Average annual health care cost increases for most large U.S. employers are expected to hold at 8% though 2008, according to a forthcoming survey by Watson Wyatt Worldwide and the National Business Group on Health.

The 8% increase projected for both 2007 and 2008 mirrors that of 2006, but is a decline from 8.5% in 2005, 10.6% in 2004 and 13% in 2003.

Rather than breathing a sigh of relief because the rate of increase appears to be stabilizing, most large employers are creatively addressing their employees' growing health care needs, the survey found.
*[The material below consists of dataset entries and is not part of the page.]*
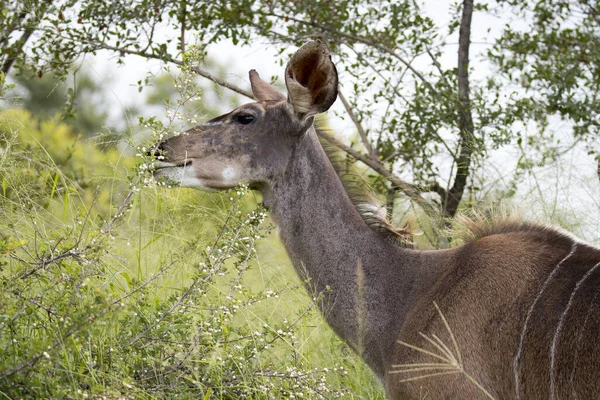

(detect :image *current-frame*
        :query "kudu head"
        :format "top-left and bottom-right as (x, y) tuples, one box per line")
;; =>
(155, 41), (338, 190)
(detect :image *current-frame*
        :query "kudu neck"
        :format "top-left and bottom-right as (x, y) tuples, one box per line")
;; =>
(265, 128), (414, 376)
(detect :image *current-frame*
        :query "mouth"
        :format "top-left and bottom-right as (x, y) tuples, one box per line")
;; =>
(152, 160), (192, 171)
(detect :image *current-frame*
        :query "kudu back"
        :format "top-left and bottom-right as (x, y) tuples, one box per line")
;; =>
(155, 41), (600, 399)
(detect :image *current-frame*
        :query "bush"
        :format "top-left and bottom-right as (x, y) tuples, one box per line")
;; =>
(0, 110), (382, 399)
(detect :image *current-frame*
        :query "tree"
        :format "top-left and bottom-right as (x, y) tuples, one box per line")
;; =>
(0, 0), (592, 236)
(490, 0), (600, 162)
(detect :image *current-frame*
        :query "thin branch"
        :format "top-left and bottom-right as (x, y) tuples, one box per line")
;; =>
(180, 0), (187, 57)
(443, 0), (475, 217)
(338, 90), (378, 159)
(2, 1), (52, 75)
(95, 43), (254, 99)
(317, 130), (438, 216)
(91, 43), (438, 216)
(263, 13), (437, 94)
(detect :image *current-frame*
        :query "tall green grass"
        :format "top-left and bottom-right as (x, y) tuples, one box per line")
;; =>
(0, 110), (383, 399)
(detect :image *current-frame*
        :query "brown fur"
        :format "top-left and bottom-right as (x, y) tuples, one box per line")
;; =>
(157, 42), (600, 399)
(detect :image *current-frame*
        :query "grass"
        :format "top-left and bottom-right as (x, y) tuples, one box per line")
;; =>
(0, 113), (383, 399)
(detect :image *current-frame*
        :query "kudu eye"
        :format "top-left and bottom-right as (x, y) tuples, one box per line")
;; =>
(234, 114), (256, 125)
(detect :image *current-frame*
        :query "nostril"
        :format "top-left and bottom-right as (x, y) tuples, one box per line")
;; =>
(146, 142), (166, 158)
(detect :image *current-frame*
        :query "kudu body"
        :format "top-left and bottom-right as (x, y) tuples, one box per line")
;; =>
(155, 42), (600, 399)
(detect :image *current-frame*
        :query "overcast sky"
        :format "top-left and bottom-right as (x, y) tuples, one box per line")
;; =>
(72, 0), (600, 243)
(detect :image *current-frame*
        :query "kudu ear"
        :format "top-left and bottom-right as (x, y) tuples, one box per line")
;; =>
(250, 70), (285, 101)
(285, 40), (338, 119)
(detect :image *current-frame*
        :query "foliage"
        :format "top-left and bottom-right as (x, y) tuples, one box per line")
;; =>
(0, 106), (381, 399)
(490, 0), (600, 162)
(0, 0), (564, 220)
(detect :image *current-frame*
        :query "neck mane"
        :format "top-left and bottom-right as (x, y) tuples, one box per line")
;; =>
(263, 128), (426, 378)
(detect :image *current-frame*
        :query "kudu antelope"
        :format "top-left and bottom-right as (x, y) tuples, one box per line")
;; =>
(155, 42), (600, 399)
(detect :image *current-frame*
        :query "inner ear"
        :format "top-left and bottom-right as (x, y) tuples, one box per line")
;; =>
(285, 41), (338, 119)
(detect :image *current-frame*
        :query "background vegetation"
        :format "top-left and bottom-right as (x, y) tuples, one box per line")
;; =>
(0, 0), (600, 399)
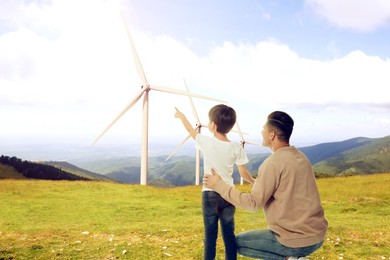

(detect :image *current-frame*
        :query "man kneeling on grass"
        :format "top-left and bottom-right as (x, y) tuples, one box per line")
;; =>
(203, 111), (328, 260)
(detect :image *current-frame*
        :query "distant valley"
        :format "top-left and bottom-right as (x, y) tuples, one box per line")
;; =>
(0, 136), (390, 187)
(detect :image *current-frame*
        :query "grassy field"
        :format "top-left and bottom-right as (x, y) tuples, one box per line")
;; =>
(0, 174), (390, 259)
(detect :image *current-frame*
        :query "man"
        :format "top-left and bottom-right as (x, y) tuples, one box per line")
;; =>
(203, 111), (328, 260)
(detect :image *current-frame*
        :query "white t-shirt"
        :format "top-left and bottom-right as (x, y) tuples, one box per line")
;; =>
(195, 134), (249, 191)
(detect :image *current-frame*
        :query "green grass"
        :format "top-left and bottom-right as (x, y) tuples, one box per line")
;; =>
(0, 174), (390, 259)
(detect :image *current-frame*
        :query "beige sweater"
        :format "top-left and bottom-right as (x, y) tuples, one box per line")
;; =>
(214, 146), (328, 248)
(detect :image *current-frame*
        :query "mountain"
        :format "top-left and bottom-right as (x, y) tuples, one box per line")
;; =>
(103, 136), (390, 186)
(40, 161), (114, 181)
(0, 136), (390, 184)
(0, 155), (91, 181)
(306, 136), (390, 176)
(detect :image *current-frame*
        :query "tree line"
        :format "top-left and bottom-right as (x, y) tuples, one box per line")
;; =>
(0, 155), (89, 181)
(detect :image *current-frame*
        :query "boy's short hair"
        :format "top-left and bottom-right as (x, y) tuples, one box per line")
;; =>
(209, 104), (237, 134)
(267, 111), (294, 142)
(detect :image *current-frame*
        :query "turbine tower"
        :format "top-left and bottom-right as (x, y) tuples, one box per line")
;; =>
(93, 14), (226, 185)
(165, 79), (207, 185)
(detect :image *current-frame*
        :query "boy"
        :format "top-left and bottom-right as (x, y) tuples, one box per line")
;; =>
(175, 104), (254, 259)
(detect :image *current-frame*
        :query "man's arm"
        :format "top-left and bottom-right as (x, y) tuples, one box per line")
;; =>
(175, 107), (198, 139)
(203, 169), (267, 212)
(237, 164), (255, 184)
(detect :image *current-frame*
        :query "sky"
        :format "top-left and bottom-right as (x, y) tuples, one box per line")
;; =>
(0, 0), (390, 152)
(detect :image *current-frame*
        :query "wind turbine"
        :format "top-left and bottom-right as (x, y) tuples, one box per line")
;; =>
(165, 79), (206, 185)
(93, 14), (226, 185)
(236, 122), (260, 185)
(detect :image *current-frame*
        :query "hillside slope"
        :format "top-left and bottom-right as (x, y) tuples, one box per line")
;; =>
(313, 136), (390, 176)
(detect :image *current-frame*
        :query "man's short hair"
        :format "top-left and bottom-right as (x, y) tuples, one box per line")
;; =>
(267, 111), (294, 142)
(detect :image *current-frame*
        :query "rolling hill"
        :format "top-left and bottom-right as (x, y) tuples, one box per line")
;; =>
(0, 136), (390, 184)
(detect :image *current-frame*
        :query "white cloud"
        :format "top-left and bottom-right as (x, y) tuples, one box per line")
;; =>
(0, 1), (390, 142)
(305, 0), (390, 31)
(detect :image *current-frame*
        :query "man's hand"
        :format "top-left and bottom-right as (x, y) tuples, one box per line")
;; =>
(203, 169), (221, 189)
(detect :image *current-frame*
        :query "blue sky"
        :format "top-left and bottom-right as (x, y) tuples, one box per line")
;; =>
(0, 0), (390, 151)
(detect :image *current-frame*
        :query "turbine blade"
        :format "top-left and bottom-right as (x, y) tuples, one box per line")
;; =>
(93, 89), (145, 144)
(245, 141), (263, 146)
(122, 12), (148, 85)
(183, 79), (200, 125)
(150, 86), (227, 103)
(165, 135), (191, 161)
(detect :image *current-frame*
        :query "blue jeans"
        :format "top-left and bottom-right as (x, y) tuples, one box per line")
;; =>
(236, 229), (323, 260)
(202, 191), (237, 260)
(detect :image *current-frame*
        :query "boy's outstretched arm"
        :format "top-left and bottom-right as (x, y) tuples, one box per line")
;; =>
(237, 164), (255, 184)
(175, 107), (198, 139)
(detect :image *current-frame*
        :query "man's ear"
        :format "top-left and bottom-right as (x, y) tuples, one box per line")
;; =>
(270, 131), (276, 141)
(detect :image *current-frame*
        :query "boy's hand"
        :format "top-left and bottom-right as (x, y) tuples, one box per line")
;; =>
(175, 107), (184, 119)
(203, 169), (221, 189)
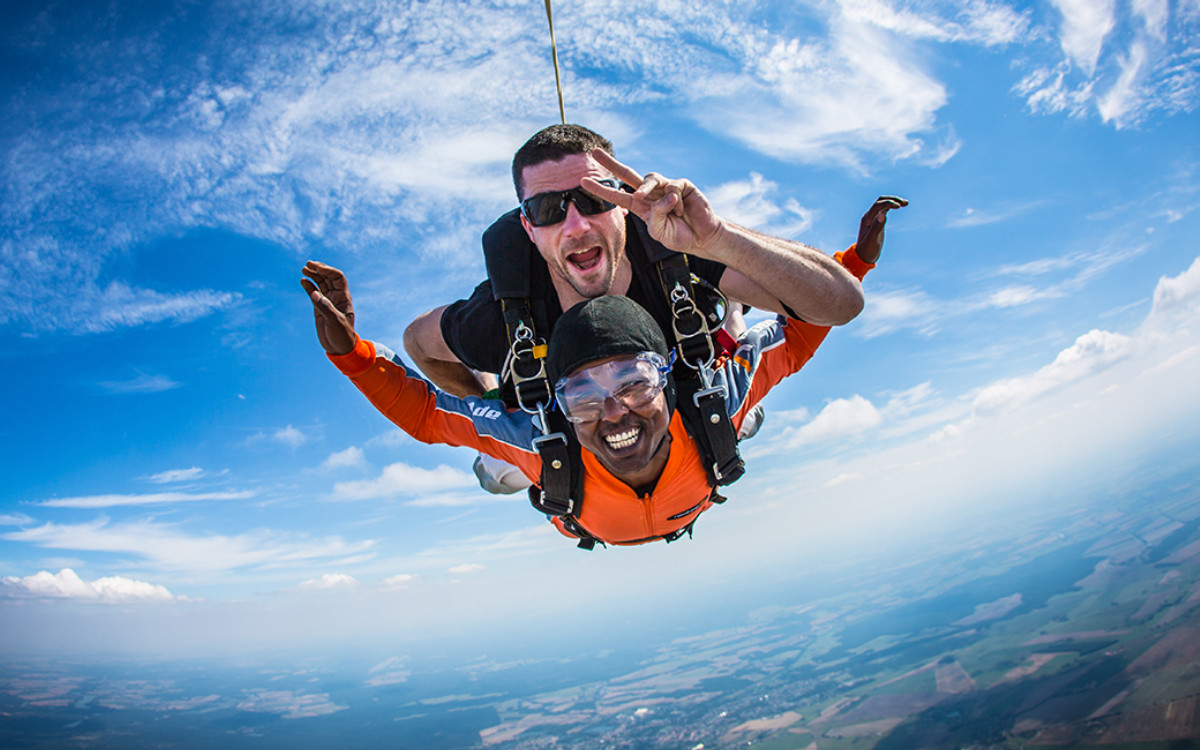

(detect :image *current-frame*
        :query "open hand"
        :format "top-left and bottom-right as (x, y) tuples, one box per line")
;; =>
(856, 196), (908, 263)
(580, 149), (721, 258)
(300, 260), (359, 354)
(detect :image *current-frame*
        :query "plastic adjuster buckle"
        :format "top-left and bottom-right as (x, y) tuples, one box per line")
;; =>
(533, 432), (575, 516)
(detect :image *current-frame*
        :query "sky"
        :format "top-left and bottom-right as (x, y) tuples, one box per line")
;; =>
(0, 0), (1200, 654)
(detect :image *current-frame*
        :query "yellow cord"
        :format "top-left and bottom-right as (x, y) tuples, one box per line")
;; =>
(546, 0), (566, 125)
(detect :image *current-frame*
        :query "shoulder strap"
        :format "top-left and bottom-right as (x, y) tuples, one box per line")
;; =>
(676, 378), (745, 487)
(484, 209), (596, 537)
(635, 213), (745, 486)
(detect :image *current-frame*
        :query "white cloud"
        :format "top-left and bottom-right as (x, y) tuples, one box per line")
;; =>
(300, 572), (359, 592)
(0, 518), (374, 572)
(784, 396), (883, 448)
(1014, 0), (1200, 128)
(0, 568), (184, 604)
(946, 202), (1042, 229)
(1146, 258), (1200, 326)
(334, 462), (479, 500)
(379, 572), (416, 588)
(840, 0), (1030, 47)
(271, 425), (308, 448)
(320, 445), (366, 469)
(149, 466), (204, 485)
(97, 373), (182, 394)
(974, 330), (1130, 413)
(1050, 0), (1116, 76)
(857, 289), (944, 338)
(704, 172), (812, 236)
(37, 490), (254, 509)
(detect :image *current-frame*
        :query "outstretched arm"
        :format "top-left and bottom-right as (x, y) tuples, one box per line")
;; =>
(300, 260), (541, 479)
(582, 150), (863, 325)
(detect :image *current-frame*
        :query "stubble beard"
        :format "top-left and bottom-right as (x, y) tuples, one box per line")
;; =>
(558, 223), (625, 299)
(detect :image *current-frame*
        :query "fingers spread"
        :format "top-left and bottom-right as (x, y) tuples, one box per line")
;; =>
(588, 149), (642, 186)
(580, 178), (634, 209)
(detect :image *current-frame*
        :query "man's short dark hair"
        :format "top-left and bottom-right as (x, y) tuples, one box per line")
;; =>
(512, 125), (612, 200)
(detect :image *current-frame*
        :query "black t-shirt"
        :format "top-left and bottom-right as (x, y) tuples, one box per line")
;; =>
(442, 216), (725, 373)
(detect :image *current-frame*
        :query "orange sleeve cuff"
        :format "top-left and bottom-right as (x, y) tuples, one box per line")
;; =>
(325, 338), (376, 378)
(833, 242), (875, 280)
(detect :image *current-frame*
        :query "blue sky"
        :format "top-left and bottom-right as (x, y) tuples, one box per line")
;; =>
(0, 0), (1200, 652)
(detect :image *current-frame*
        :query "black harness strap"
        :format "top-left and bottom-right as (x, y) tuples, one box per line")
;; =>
(637, 218), (745, 486)
(484, 209), (744, 550)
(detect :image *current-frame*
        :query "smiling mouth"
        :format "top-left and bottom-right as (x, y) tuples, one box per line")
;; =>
(566, 246), (602, 271)
(604, 427), (642, 451)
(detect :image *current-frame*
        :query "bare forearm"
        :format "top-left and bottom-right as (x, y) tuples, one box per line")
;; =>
(697, 222), (863, 325)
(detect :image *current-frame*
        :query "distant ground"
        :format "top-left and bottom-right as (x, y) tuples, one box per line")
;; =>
(0, 477), (1200, 750)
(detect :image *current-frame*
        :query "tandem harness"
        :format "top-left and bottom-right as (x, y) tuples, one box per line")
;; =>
(484, 209), (745, 550)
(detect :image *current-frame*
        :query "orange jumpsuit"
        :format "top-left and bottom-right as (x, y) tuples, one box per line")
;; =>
(330, 246), (874, 545)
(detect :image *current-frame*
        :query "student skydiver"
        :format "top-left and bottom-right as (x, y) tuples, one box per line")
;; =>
(301, 198), (905, 547)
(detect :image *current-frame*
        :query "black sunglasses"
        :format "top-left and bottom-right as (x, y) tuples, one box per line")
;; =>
(521, 179), (624, 227)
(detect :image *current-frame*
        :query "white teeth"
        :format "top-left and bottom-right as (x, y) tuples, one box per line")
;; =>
(605, 427), (642, 450)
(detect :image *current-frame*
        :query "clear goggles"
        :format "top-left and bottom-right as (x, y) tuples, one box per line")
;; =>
(554, 352), (674, 424)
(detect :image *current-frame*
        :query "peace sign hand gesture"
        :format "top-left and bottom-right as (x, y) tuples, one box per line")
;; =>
(581, 149), (725, 260)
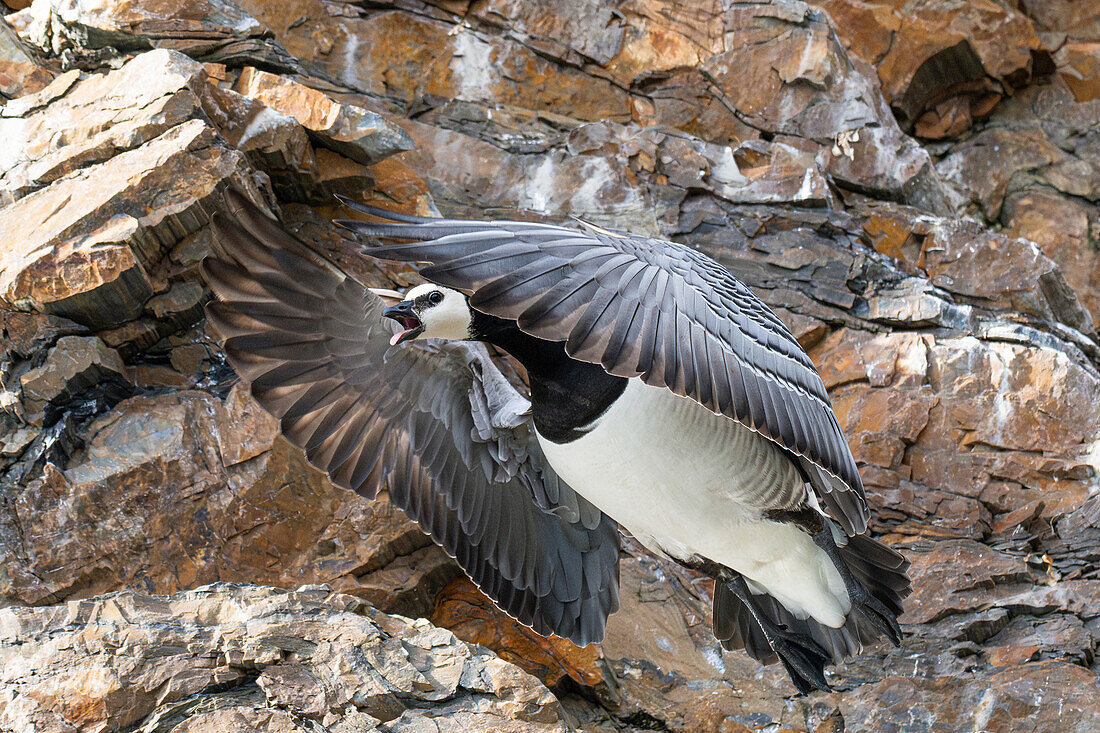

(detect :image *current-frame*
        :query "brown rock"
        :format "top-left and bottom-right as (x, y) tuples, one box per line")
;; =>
(19, 336), (127, 423)
(0, 584), (567, 733)
(0, 51), (265, 327)
(0, 0), (1100, 733)
(237, 67), (411, 165)
(840, 661), (1100, 733)
(429, 578), (607, 688)
(0, 15), (54, 99)
(1054, 41), (1100, 102)
(19, 0), (295, 70)
(814, 0), (1042, 139)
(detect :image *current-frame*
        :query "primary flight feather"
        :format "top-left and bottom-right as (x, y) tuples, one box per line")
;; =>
(205, 192), (911, 691)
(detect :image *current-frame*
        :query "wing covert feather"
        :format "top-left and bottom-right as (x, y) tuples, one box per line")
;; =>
(204, 192), (619, 644)
(338, 206), (867, 534)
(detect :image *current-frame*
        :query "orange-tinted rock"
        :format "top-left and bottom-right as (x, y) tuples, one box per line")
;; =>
(0, 15), (54, 98)
(0, 584), (568, 733)
(235, 67), (411, 165)
(19, 336), (125, 424)
(429, 578), (606, 688)
(1001, 187), (1100, 325)
(840, 661), (1100, 731)
(814, 0), (1042, 139)
(0, 385), (437, 611)
(0, 0), (1100, 733)
(1054, 41), (1100, 102)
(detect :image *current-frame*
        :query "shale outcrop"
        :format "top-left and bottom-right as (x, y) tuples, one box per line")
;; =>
(0, 0), (1100, 733)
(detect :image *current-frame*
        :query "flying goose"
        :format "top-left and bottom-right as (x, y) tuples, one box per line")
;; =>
(204, 192), (912, 692)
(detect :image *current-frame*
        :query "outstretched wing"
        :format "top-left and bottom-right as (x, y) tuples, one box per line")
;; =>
(337, 199), (867, 534)
(204, 192), (619, 644)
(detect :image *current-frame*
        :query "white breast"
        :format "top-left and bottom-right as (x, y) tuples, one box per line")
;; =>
(539, 379), (850, 625)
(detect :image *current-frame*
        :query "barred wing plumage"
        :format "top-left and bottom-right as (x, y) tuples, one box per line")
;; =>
(204, 192), (619, 645)
(338, 199), (867, 534)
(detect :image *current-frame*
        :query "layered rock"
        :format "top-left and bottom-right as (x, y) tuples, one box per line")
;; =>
(0, 0), (1100, 731)
(0, 584), (568, 733)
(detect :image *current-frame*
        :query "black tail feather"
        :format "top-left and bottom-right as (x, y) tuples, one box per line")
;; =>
(713, 535), (913, 693)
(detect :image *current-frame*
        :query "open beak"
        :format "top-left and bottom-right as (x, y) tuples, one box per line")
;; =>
(382, 300), (424, 346)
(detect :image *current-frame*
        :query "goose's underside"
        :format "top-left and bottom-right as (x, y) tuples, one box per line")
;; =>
(204, 192), (911, 691)
(540, 380), (851, 627)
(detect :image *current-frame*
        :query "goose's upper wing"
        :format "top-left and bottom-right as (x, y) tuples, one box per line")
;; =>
(204, 193), (619, 644)
(338, 200), (867, 534)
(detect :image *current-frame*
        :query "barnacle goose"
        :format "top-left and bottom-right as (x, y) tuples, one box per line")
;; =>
(204, 192), (912, 692)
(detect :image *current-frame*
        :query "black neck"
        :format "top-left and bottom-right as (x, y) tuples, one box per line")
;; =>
(470, 311), (627, 442)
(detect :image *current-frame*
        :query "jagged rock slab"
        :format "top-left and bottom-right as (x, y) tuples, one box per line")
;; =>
(235, 67), (413, 165)
(0, 383), (458, 613)
(814, 0), (1053, 139)
(15, 0), (296, 70)
(0, 584), (567, 733)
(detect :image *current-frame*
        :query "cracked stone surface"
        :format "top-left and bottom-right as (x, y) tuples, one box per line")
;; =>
(0, 0), (1100, 733)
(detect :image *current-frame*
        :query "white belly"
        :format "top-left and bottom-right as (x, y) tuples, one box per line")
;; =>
(539, 379), (850, 626)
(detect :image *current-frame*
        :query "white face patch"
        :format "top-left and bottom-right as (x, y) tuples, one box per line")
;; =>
(405, 283), (473, 340)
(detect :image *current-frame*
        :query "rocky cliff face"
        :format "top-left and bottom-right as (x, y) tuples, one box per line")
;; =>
(0, 0), (1100, 733)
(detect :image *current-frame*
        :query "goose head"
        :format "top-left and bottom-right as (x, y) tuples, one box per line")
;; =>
(382, 283), (473, 346)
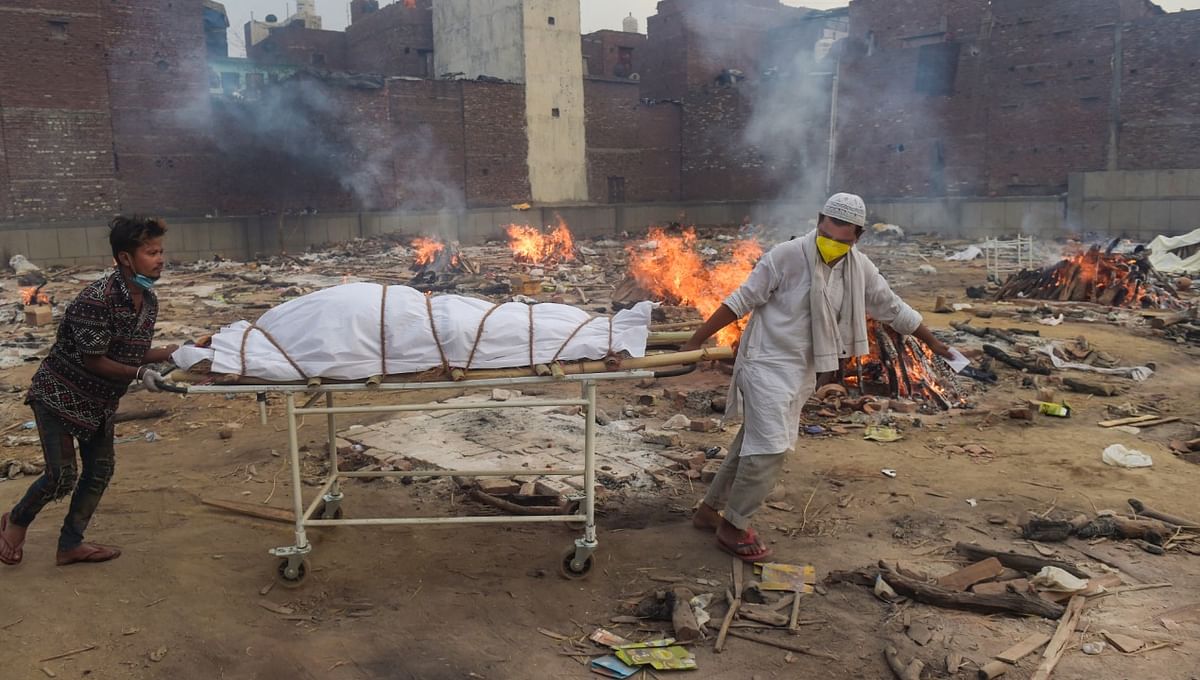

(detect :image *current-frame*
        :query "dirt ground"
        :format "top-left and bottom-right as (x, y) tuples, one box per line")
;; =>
(0, 243), (1200, 680)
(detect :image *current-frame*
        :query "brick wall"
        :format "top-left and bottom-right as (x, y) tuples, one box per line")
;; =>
(583, 30), (647, 78)
(583, 79), (682, 203)
(346, 2), (436, 78)
(98, 2), (216, 215)
(462, 80), (530, 207)
(246, 22), (348, 71)
(1118, 11), (1200, 170)
(0, 0), (118, 219)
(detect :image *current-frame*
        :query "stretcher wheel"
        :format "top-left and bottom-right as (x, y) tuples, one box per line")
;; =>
(312, 501), (346, 519)
(558, 547), (593, 580)
(275, 558), (308, 588)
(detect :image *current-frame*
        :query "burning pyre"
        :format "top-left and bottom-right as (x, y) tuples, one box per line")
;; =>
(20, 285), (54, 307)
(409, 236), (478, 290)
(841, 318), (966, 409)
(996, 246), (1182, 308)
(629, 227), (762, 347)
(508, 217), (575, 264)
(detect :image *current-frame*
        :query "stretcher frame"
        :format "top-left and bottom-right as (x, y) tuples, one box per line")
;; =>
(186, 371), (655, 588)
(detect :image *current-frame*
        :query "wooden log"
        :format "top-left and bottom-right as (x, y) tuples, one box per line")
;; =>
(671, 588), (703, 643)
(883, 644), (925, 680)
(1150, 309), (1196, 330)
(954, 542), (1088, 578)
(880, 564), (1062, 619)
(1030, 595), (1087, 680)
(170, 347), (733, 387)
(467, 489), (569, 516)
(1129, 498), (1200, 529)
(728, 631), (841, 661)
(983, 344), (1050, 375)
(937, 558), (1004, 591)
(713, 556), (745, 654)
(996, 633), (1050, 663)
(1065, 372), (1123, 397)
(950, 321), (988, 338)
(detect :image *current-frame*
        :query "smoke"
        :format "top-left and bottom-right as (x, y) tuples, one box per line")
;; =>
(684, 2), (836, 237)
(185, 76), (463, 212)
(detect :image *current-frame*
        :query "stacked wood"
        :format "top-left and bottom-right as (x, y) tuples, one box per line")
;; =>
(996, 246), (1181, 307)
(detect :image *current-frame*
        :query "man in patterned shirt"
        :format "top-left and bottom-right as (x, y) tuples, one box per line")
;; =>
(0, 217), (178, 566)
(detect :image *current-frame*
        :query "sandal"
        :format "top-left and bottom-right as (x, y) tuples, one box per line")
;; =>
(56, 543), (121, 566)
(716, 529), (772, 562)
(0, 512), (25, 566)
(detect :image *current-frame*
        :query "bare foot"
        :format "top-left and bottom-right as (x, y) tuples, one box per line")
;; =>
(691, 503), (724, 531)
(0, 512), (25, 565)
(716, 519), (770, 561)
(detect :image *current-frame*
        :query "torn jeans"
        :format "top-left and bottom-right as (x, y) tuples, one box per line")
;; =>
(10, 402), (116, 552)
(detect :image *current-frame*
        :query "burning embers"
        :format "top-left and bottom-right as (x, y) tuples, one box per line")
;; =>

For example, 78% of the surveyed companies are offering their employees access to nurse help lines, 72% offer health risk appraisals and 42% are implementing programs to reduce employee obesity.

In addition, some employers are investing in onsite clinics (23%) and pharmacies (14%), hoping that easy access to health care services will improve employee health and, ultimately, lower costs.

"With no reduction in cost increases, it becomes even more important to engage employees to carefully consider health care choices and make the most of health care dollars," said Ted Nussbaum, Watson Wyatt's Stamford, Conn.-based director of group and health care consulting in North America. "While investing in education programs, communication and infrastructure will not change behavior overnight, it will produce returns in the long run," he said.

The 12th annual Watson Wyatt/NBGH health survey is based on responses of 573 large employers that collectively employ 11 million full-time workers.